Ville: I’m tempted to imitate Matti Nykänen and say it’s pussy. What’s most important? [long pause] I don’t actually know. A gold record is an indication that the record company has managed to promote your work so that even people you wouldn’t think would buy it, do buy it. That’s a whole different thing. And so are the gigs. All the guys in the band like different things. I like the phase we are in now, that is making the new record. We smell like shit at our rehearsal place and laugh and tease each other and drink coffee and eat buns. And something comes out of that. Someone bangs something and someone beats the keys on the keyboard and suddenly it sounds like a song. Creating is the most fun. It’s so incredible how it starts from such a small thing and how big it can become. If you think about Neil Young’s Heart of Gold, for example: he has played that song alone on an acoustic guitar somewhere and thought that it is probably pretty good, and then through the radio and everything else, that song has become a significant part of my life and changed my life and made me happy when I’m sad and a little melancholic at other times. That’s the power of music. Not that I want to influence anyone on purpose, but if you can give that kind of an experience to someone, that’s fantastic.
Question: Are these the kinds of things that you dream of for the future and what you want to accomplish as a band? Of course you have already caused the kind of visions that you where just talking about with your music and your songs. There must be hundreds of thousands of people who can say the same for your songs, but…
Ville: We don’t know that for certain, and that’s why we don’t believe it, and that’s why we have to keep going…
Question: Oh c’mon now… So what happens now?
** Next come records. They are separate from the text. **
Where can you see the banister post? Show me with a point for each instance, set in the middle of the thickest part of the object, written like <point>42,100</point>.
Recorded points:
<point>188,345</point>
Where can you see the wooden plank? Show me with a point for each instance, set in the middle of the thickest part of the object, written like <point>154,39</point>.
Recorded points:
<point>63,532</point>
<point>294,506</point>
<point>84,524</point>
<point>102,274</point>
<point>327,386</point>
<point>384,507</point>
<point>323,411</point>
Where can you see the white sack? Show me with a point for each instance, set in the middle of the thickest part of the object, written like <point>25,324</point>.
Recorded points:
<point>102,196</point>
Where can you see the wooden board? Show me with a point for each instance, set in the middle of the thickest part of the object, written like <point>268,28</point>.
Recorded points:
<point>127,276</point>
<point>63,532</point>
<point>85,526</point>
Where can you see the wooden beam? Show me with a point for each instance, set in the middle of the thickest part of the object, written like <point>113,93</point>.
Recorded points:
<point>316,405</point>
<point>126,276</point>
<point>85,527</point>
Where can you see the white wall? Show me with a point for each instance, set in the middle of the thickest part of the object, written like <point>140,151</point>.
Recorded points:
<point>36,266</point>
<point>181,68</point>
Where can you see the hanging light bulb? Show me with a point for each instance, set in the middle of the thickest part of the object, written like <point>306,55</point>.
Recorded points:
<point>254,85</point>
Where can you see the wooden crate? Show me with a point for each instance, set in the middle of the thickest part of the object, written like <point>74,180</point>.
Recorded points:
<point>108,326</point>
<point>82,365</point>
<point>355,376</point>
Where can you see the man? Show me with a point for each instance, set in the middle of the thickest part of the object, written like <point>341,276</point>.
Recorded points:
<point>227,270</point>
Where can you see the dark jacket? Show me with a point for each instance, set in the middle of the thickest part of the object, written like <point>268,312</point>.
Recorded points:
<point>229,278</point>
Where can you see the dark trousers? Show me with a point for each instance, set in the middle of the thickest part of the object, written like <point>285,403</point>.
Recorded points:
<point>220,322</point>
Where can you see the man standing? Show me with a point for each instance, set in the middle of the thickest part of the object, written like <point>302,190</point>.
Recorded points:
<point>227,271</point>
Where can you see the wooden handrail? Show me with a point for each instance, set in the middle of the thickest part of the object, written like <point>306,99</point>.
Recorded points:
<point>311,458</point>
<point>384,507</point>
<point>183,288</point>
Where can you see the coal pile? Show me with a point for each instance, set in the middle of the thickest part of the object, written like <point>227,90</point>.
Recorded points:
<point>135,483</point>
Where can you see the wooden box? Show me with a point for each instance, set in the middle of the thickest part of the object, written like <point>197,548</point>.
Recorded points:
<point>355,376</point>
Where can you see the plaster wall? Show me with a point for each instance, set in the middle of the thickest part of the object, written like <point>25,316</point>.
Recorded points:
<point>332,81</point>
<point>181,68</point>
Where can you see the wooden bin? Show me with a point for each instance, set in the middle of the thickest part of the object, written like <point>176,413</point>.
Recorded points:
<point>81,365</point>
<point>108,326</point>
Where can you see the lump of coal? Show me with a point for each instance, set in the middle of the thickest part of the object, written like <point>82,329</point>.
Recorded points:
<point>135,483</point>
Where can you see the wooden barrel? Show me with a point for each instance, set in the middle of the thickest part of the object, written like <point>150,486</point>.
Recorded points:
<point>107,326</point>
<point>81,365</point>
Where are you searching for your future kicks?
Ville: [long pause] Well, I’ve made songs for like the past four years that we are rehearsing now, and I’ve spent every last bit of energy in making music and not sitting in a pub, and that has been a bit of a change for me in my attitude towards the new music. We had a damn good rehearsal yesterday and we were supposed to have one today, but Burton has fever. My dream is that we get to make a record that’s really good and that’s it. When the record is done, it’s out of our hands. Let’s say that a lot of good records were forgotten when the airplanes hit the Twin Towers, meaning that what happens in the world also affects how music is received, so there are a lot of things that don’t depend on us. When our music is on a cd or available as an mp3, it’s out of our hands, and all we can do is play those songs live.
Let’s just hope that some of the songs mean so much to someone that he or she wants us to play in that city and tells enough friends that we have to get this band to play here that we do have to go play there, and that way we get to visit a new place. I don’t know if that made sense… It would be nice to go play in South America. We have already been to Mexico. And we have only been to Japan once, so it would be nice to go back there. We’re just trying to find our path to happiness through work, as boring as that sounds.